Tatsuya had just pulled himself out of the metal wagon and started free-falling when the dragon spawned in the centre of my vision, covering him and a large patch of the sky in an instant like a huge black hole with wings and a tail. Even the cold wind dragging at my clothes and the expanse of the forest growing at the edge of my sight concerned me less than the appearance of yet another strange thing in this world that had been nothing but a constant stream of surprises. A sharp contrast to the predictability of my previous lifetime.
If this was a coma dream, two things would happen the second I hit the ground. I would die for good and not have to worry about the dragon. Or I would wake up in the real world and curse my luck.
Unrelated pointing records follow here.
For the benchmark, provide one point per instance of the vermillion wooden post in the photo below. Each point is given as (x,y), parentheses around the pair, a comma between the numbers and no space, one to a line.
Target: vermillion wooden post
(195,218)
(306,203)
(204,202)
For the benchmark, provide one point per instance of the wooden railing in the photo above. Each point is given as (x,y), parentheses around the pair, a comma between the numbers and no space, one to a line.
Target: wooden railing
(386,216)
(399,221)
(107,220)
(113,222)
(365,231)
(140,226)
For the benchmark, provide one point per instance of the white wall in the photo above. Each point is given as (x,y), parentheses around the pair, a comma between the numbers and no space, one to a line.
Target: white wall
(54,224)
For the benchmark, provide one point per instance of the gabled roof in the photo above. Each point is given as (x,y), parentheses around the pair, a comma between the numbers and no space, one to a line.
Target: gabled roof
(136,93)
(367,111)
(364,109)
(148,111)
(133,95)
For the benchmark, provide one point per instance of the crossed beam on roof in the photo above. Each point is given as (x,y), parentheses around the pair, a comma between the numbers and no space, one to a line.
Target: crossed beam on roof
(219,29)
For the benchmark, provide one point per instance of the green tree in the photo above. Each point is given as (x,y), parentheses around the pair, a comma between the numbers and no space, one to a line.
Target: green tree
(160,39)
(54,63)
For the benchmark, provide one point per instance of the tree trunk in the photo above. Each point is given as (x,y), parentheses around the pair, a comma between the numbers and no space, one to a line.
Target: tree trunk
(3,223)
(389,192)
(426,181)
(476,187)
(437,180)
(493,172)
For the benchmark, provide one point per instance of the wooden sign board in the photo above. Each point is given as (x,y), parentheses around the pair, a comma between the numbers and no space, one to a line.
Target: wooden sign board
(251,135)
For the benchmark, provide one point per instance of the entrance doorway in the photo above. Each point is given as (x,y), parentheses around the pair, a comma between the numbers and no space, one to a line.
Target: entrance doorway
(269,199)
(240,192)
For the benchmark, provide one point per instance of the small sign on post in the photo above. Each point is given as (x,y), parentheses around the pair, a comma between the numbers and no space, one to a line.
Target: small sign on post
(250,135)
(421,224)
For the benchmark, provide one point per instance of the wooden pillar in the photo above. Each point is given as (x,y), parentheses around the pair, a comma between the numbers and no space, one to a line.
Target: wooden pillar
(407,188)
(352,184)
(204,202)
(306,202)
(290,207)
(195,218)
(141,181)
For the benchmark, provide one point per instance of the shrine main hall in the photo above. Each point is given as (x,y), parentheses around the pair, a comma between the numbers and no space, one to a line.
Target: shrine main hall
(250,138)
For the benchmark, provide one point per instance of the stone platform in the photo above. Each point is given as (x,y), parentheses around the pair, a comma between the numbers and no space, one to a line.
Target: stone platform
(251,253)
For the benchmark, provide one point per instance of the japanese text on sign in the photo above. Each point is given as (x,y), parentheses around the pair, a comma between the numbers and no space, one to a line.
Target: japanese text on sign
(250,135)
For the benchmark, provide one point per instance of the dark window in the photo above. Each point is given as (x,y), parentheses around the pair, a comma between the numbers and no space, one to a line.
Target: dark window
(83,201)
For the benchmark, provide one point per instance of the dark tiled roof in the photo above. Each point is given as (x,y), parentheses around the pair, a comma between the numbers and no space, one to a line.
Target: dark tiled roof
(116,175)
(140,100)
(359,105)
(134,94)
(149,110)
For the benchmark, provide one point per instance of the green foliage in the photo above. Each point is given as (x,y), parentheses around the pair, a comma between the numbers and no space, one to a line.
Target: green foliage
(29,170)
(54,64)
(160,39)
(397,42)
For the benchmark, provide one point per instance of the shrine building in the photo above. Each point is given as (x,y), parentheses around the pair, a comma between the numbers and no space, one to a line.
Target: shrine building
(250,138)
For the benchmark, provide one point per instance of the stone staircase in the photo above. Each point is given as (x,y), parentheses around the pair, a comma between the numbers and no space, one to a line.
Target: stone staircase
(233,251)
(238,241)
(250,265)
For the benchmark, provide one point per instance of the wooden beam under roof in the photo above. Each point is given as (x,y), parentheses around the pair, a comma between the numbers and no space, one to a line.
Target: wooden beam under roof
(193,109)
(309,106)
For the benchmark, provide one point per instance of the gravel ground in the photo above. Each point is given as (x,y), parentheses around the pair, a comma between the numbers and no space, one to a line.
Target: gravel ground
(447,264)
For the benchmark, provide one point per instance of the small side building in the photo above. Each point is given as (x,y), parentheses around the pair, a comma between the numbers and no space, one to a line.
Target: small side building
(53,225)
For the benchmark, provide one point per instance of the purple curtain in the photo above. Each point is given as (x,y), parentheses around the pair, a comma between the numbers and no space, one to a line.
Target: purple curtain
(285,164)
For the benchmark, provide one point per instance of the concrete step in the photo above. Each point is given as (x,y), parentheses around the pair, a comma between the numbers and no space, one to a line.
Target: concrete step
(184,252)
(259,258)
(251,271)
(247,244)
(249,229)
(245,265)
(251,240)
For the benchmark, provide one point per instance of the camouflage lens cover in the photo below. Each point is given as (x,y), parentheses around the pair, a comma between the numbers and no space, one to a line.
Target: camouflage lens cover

If this wasn't a coma dream, only one of those things would happen and, despite everything, I started to count my blessings.
But the dragon folded its wings like a peregrine falcon and dropped down towards me faster than a falling boulder. I crossed my arms in front of me by reflex but it flew past me. I had a split second to feel like a lucky pigeon before its scaly back brushed against mine, gently angling me upright mid air before it unfurled its wings. It spun around me with the grace of a dancer until we were chest to chest, then grabbed me with its huge claws so I couldn't move.
It was the last straw on the back of a camel that had been silent for too long.
I screamed for the first time in my life.
A raw sound stifled by smooth scales and the rush of air against my face.